The Fairfax Nielsen poll said that for the first time Abbott recorded a higher approval rating than Gillard. Gillard's approval score slid to 43 per cent and her disapproval rating rose to 52 per cent.
Her preferred Prime Minister rating slipped three points to 47 per cent, while Abbott's rose two points to 44 per cent.
The Sydney Morning Herald said these were her worst figures since she took over from Rudd in June and were almost as low as Rudd's approval rating nadir of 41 per cent, also in June.
Both polls reported Labor trailing the Opposition in the two-party preferred vote that determines Australian elections.
They also showed that Treasurer Wayne Swan's fourth Budget failed to give Labor sufficient traction to force the political agenda away from Abbott's telling attacks on border protection and Gillard's proposed carbon tax.
Finance Minister Penny Wong has been pushing the line that the Budget was framed for the benefit of the country rather than opinion polls, and that Abbott's criticism was the "mindless negativity" of a politician good at fighting but not leading.
Newspoll said that while more people thought the Budget would be good for the country than bad, 41 per cent felt they would be personally worse off, while only 11 per cent felt their life would be better.
And 41 per cent said the Government could have produced a better Budget, against 38 per cent who supported Swan's strategy and 21 per cent who were undecided.
The Australian said this was the lowest support for a Government's Budget and the highest for an Opposition since Paul Keating's Labor Government Budget in 1995.

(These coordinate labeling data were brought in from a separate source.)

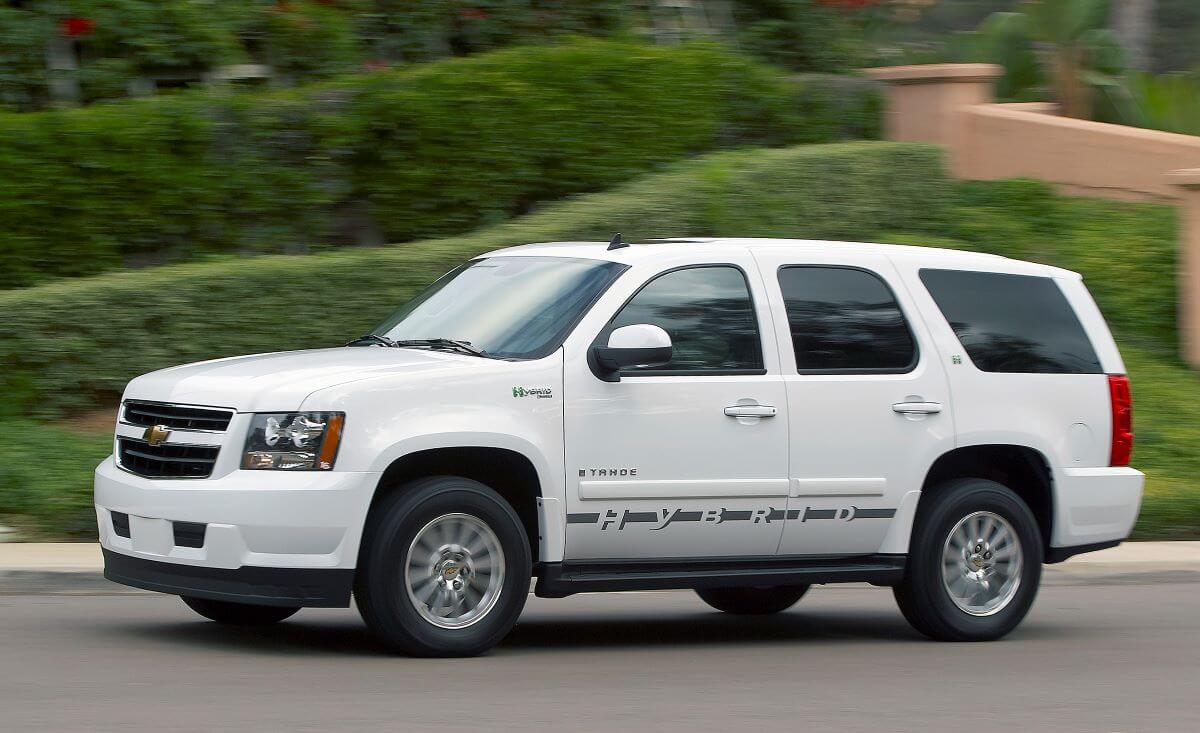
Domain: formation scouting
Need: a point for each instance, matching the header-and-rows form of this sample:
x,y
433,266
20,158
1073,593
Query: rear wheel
x,y
444,568
753,601
239,614
975,563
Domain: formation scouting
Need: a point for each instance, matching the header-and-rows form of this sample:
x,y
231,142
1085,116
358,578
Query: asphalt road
x,y
1089,658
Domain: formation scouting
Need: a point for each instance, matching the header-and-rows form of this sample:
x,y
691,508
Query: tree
x,y
1134,24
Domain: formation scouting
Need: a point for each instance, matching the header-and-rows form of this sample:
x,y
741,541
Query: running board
x,y
561,580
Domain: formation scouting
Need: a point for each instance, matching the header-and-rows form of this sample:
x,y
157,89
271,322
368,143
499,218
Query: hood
x,y
281,380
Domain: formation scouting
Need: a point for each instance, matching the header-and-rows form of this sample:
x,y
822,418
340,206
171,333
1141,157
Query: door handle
x,y
917,408
750,410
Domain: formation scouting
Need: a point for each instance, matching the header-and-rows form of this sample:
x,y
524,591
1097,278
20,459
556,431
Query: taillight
x,y
1122,420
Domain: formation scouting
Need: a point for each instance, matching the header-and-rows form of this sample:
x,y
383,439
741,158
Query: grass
x,y
855,191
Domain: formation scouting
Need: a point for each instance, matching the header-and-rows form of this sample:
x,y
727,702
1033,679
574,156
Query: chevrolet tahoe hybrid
x,y
743,418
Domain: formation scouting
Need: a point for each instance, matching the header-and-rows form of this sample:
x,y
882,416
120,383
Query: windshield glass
x,y
511,307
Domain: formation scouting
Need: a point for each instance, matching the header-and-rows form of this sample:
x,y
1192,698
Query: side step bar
x,y
561,580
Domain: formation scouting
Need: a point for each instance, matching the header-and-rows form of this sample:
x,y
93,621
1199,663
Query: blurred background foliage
x,y
426,150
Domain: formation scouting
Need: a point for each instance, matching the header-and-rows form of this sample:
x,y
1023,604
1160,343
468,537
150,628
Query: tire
x,y
941,594
412,557
753,601
239,614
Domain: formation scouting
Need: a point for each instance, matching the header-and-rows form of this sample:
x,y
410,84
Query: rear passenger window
x,y
709,316
1013,323
845,320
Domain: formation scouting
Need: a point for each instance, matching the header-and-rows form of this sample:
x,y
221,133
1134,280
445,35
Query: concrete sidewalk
x,y
77,568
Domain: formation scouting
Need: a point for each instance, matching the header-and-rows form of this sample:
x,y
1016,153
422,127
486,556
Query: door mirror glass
x,y
639,344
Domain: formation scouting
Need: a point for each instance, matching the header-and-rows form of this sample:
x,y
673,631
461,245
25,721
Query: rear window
x,y
1013,323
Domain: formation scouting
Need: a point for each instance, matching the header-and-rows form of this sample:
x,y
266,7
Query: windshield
x,y
511,307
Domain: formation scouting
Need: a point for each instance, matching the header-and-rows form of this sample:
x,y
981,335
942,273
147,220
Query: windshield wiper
x,y
372,338
443,343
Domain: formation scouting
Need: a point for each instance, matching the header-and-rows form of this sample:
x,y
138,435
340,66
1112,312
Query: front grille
x,y
190,534
167,461
177,416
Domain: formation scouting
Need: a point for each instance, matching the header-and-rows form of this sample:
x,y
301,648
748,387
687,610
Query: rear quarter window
x,y
1013,323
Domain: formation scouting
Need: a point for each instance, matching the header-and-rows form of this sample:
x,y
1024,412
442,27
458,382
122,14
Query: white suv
x,y
743,418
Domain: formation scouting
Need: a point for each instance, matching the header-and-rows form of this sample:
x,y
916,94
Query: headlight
x,y
293,440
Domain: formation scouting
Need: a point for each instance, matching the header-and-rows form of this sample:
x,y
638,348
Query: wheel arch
x,y
1023,469
517,475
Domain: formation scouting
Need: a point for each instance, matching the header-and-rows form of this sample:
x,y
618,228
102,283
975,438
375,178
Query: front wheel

Nielsen found opinion evenly divided, with 44 per cent satisfied with the Budget and 44 per cent dissatisfied.
The Nielsen poll showed 60 per cent of voters do not support the Government's policy of shipping newly arrived asylum seekers to a third country.
The policy follows East Timor's refusal to host a regional detention centre, and discussions with Papua New Guinea to reopen former Liberal Prime Minister John Howard's "Pacific solution" camp on Manus Island, closed when Labor won power in 2007.

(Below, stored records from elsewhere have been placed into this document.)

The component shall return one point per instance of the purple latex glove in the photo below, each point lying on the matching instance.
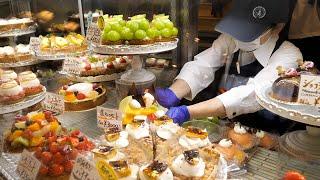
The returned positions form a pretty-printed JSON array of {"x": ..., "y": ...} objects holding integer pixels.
[
  {"x": 166, "y": 97},
  {"x": 179, "y": 114}
]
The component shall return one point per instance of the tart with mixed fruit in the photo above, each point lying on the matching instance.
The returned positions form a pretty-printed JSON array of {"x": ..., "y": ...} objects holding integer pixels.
[
  {"x": 32, "y": 130},
  {"x": 96, "y": 65},
  {"x": 58, "y": 155},
  {"x": 15, "y": 54},
  {"x": 83, "y": 96},
  {"x": 68, "y": 44},
  {"x": 137, "y": 30}
]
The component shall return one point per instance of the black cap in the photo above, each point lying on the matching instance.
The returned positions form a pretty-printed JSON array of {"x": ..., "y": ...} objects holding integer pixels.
[{"x": 248, "y": 19}]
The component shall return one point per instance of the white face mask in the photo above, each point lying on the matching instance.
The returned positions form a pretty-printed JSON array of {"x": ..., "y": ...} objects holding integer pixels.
[{"x": 251, "y": 46}]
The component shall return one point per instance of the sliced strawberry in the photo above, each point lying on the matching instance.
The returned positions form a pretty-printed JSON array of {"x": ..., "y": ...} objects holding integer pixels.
[{"x": 80, "y": 96}]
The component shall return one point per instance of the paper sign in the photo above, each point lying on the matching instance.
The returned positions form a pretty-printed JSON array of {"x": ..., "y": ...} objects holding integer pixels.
[
  {"x": 83, "y": 169},
  {"x": 72, "y": 65},
  {"x": 28, "y": 166},
  {"x": 109, "y": 118},
  {"x": 54, "y": 103},
  {"x": 34, "y": 44},
  {"x": 106, "y": 171},
  {"x": 94, "y": 33},
  {"x": 309, "y": 90}
]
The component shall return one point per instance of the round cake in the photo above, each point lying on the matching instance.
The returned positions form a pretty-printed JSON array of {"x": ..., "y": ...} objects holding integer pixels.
[{"x": 286, "y": 87}]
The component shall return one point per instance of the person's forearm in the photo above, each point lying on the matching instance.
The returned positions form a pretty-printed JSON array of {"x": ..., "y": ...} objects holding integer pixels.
[
  {"x": 180, "y": 88},
  {"x": 212, "y": 107}
]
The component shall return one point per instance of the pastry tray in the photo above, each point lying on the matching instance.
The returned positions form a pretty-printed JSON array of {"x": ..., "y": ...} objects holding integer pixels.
[
  {"x": 136, "y": 49},
  {"x": 298, "y": 112},
  {"x": 27, "y": 102}
]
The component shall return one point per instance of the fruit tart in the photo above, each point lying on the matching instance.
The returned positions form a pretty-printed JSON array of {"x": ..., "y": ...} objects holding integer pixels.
[
  {"x": 194, "y": 137},
  {"x": 69, "y": 44},
  {"x": 125, "y": 171},
  {"x": 11, "y": 92},
  {"x": 58, "y": 154},
  {"x": 32, "y": 130},
  {"x": 115, "y": 137},
  {"x": 156, "y": 171},
  {"x": 241, "y": 137},
  {"x": 83, "y": 96},
  {"x": 107, "y": 153}
]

Gillard has reached agreement in principle to take 4000 refugees whose status has already been approved from Malaysian detention camps, in return for sending 800 asylum-seekers directly to Malaysia.
Thailand's Foreign Minister, Kasit Piromya, has since expressed his country's interest in a similar deal.
Meanwhile, the powerful Community and Public Sector Union, representing most federal public servants, has warned of strikes if the Australian Public Service Commission cuts conditions, wages and leave entitlements.
The union covers 150,000 employees in 68 agencies.
While saying strikes would be a last resort, the union warned that the first to be affected would be border protection agencies including customs, immigration, defence and agriculture and quarantine officials.
And the nation's workplace relations tribunal, Fair Work Australia, yesterday pushed the Government back into negotiations with its finding that about 200,000 community servers at present seeking a 25 per cent pay rise were paid lower wages because most were women.